You should've put your wine glass into a paper bag, to better fit in. Classic!

10:31 AM  
Anonymous mookie99 said...

Very cool story...thanks for sharing. Sounds like there are many more stories behind the story as well.

3:37 PM  
Blogger Iakaris aka I.A.K. said...

Ahhhh Hacker, mah boy...this is good shit. No, not nearly as good as partying like a rockstar in Vegas with both old and new schools.

But still. Good shit.

You are tearing the shit off the ball these days, man, at the blogger felt and in these friendly confines. Keep on keepin' on brotha.

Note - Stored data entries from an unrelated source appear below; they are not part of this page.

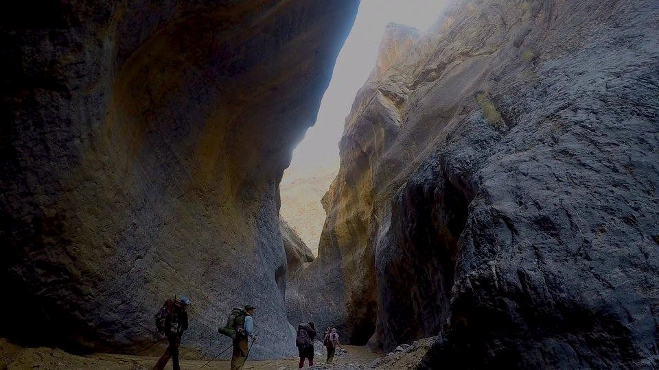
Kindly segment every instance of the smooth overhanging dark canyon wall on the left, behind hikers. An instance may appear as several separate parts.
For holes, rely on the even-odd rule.
[[[218,325],[246,303],[250,357],[290,354],[277,183],[356,8],[7,5],[0,335],[160,351],[153,314],[178,293],[193,302],[189,354],[229,343]]]

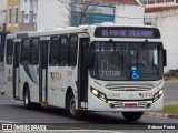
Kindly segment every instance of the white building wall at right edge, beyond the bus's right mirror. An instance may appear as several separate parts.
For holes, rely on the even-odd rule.
[[[157,13],[157,24],[160,28],[162,41],[167,49],[167,66],[165,71],[178,69],[178,16],[172,16],[177,14],[176,12],[178,12],[178,9]]]

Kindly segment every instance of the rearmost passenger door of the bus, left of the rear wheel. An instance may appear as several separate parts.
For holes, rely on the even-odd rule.
[[[13,52],[13,81],[12,81],[12,88],[13,88],[13,98],[19,99],[20,91],[19,91],[19,82],[20,82],[20,71],[19,71],[19,54],[20,54],[20,43],[21,40],[14,40],[14,52]]]

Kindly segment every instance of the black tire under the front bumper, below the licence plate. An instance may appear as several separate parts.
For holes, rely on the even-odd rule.
[[[137,121],[142,116],[144,112],[122,112],[127,121]]]

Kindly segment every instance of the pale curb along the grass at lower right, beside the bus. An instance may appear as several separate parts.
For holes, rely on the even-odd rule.
[[[155,117],[165,117],[165,119],[178,119],[176,114],[166,114],[166,113],[155,113],[155,112],[145,112],[144,115],[155,116]]]

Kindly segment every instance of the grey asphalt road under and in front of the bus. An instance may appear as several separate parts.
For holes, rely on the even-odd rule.
[[[142,116],[139,121],[130,123],[127,122],[120,113],[106,112],[91,112],[85,114],[82,120],[72,120],[63,109],[43,108],[41,110],[26,110],[21,101],[11,100],[6,95],[0,96],[0,123],[21,123],[22,125],[24,123],[44,124],[51,130],[60,129],[62,132],[66,130],[79,130],[80,132],[88,132],[88,130],[95,130],[96,132],[100,130],[101,132],[118,132],[119,130],[120,132],[121,130],[129,129],[139,129],[139,131],[142,132],[142,130],[146,130],[151,123],[154,125],[166,124],[178,127],[178,120],[176,119]],[[130,130],[127,132],[130,132]],[[160,132],[162,133],[162,131]]]

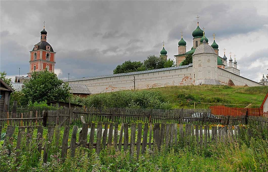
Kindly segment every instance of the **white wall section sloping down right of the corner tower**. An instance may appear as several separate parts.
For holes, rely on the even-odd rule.
[[[222,68],[218,68],[218,78],[219,78],[219,81],[223,84],[223,85],[227,85],[229,80],[231,79],[234,83],[234,85],[236,86],[244,86],[244,85],[248,85],[248,86],[261,86],[262,84],[259,84],[257,82],[254,82],[250,79],[246,79],[242,76],[239,76],[239,75],[236,75],[236,74],[233,74],[231,72],[228,72]]]

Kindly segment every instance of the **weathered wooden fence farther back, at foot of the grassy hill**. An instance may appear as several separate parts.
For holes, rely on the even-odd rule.
[[[61,108],[46,111],[27,111],[21,113],[3,112],[0,125],[32,126],[32,125],[70,125],[84,117],[86,123],[117,122],[133,123],[193,123],[197,125],[247,124],[251,115],[213,115],[210,109],[136,109],[136,108],[95,108],[73,109]],[[256,116],[256,115],[253,115]],[[266,118],[267,119],[267,118]],[[267,120],[263,120],[267,122]]]

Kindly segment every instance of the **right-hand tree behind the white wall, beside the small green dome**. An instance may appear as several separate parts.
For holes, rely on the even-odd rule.
[[[165,57],[159,57],[155,55],[147,56],[147,59],[143,62],[146,70],[169,68],[175,66],[174,61]]]

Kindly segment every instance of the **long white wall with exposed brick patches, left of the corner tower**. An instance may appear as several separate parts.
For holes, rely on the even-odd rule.
[[[70,81],[70,84],[85,84],[91,93],[111,92],[117,90],[146,89],[172,85],[192,85],[193,68],[179,68],[166,71],[155,71],[143,74],[103,77],[80,81]],[[66,82],[66,81],[65,81]]]

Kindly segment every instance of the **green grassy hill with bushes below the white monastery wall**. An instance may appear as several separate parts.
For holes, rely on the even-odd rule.
[[[102,93],[88,96],[87,98],[73,97],[73,103],[87,107],[136,107],[136,108],[208,108],[213,104],[245,104],[225,105],[229,107],[257,108],[264,99],[268,88],[259,87],[230,87],[219,85],[201,86],[169,86],[151,88],[146,90],[125,90],[112,93]]]

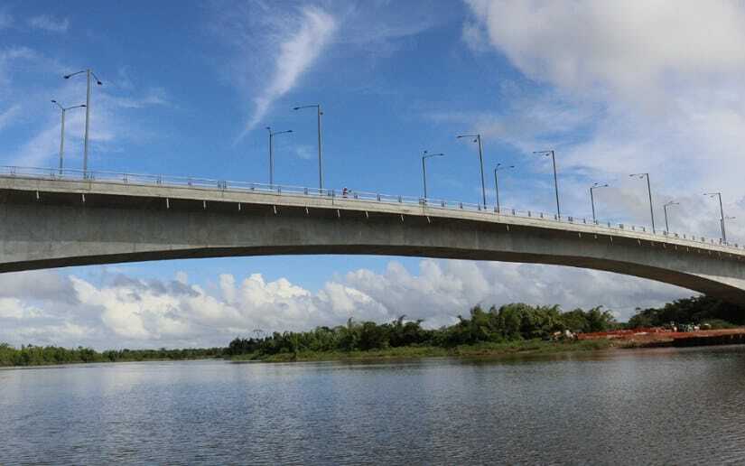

We'll play live once I've paid the dues for Vegas...

11:34 PM  
Blogger slb159 said...

Funny, I sang at a Pantera concert when they opened up for Skid Row. Anselmo tosssed the mic into the crowd and I got to sing an entire chorus of "Walk" I was the lead singer in our band at the time and I heard myself through the monitors and all...great moment.

6:16 PM  
Blogger Guin said...

I hope you held up your pinky finger while aerating your glass!

You a wine fan? Love the stuff but I get a bit trashed after a couple bottles!

Keep on Hacking... you have been a terror at the tables.